Mektubumu almışsın, daha mufassalını istemektesin. Seni artık sık sık rahatsız etmek istesemde, iki ay kadar önce yakayı kurtardığım vahşi ortamların süregelen angaryaları ile meşgulüm şimdi de
Belki malumatın yoktur; on senedir kendimi makus bir kurban gibi hissettiğim ticarethane yaşamından yollandım kısa bir süre evvel. Tabii kendini adi bir mahkum gibi hissettiren bu ortamdan yakayı kurtarınca pek bir sevindim. Son zamanlarda değerli vaktimi manasızca sömürmekten başka bir işe yaramayan bu ticarethane yaşamından paçayı sıyırmak bana moral vermişti. Üstelik belli bir süre hayatımı sürdürecek kadar tazminat içinde anlaşmıştık. Gel gör ki iş iş diye kudurmuş, gözleri dönmüş bu vasıfsız insan müsveddeleri, ticarethanelerin düştüğü halleri bahane ederek, borçları olan sarı liraları ödemeyi ellerinden geldiğince erteleyeceklerini yüzsüz bir biçimde beyan ettiler. Boyları devrilesiceler bilmezler, mangır benim için pek önemli değildir. Karnımı doyurup, iki kadeh aslan sütü veyahut bir kaç bardak arpa suyumu da içtim mi benden iyisi yoktur. Kendileri ile davalık olduk. Sırtı pek edecek gün gelene kadar eldeki ile idare edeceğim.
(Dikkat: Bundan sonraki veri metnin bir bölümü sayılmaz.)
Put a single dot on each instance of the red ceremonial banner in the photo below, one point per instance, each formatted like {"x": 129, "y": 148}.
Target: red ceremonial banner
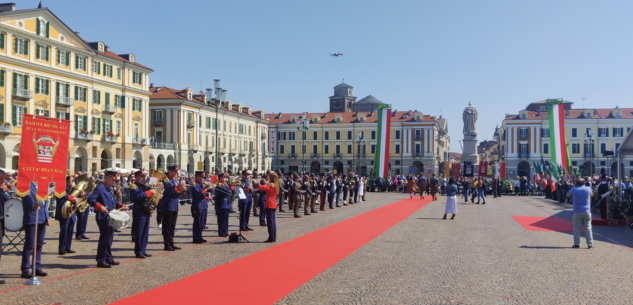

Halk tarafından itildiğini, dışlandığını, kabul görmediğini mi hissediyorsun? Al sana Sokrates’ın yaşamı ve düşünceleri! Bu adam demiş, kendi bildiği uğruna gözünü kırpmadan ölüme gitti. Tabii böyle yalın bir biçimde değilde, anlattıkça anlatmış. Ben burada seni haberdar etmek için tek cümle ile anlatmaya çalışıyorum. Bunun gibi, yeterince mangıra sahip olmadığın düşünüyorsun fakat Epikuros böyle dedi, hüsranı hayale uğradın ama kahrolma, Seneca’ya kulak ver, her işe yetişmen gerekmiyor, yetersizsen Montaigne’de bütün varlığına rağmen vakit vakit kendini yetersiz hissederdi zira kalp kırıklıklarınıda tipsiz Schopenhauer Efendi kadar bile yaşamamış olabilirsin, ha hayat çok zor diyorsan da, şu bi çare Nietzsche ne yapsın acaba? diyerek, içimizi rahat tutmamızı sağlık vermiş.
cemtopuz@outlook.com
(Felsefenin Tesellisi, Alain de Botton, Sel Yayınları)
Özlemle beklenen mektup nihayet gelmiş 🙂
O vahşi ortamların angaryaları her dünya insanının yakasına yapışmış durumda maalesef…
Son sözü Sokrates baba söylesin:
Ne pahasına olursa olsun, evlenin. Karınız iyi çıkarsa mutlu olursunuz,yok fena çıkarsa o zaman da filozof olursunuz.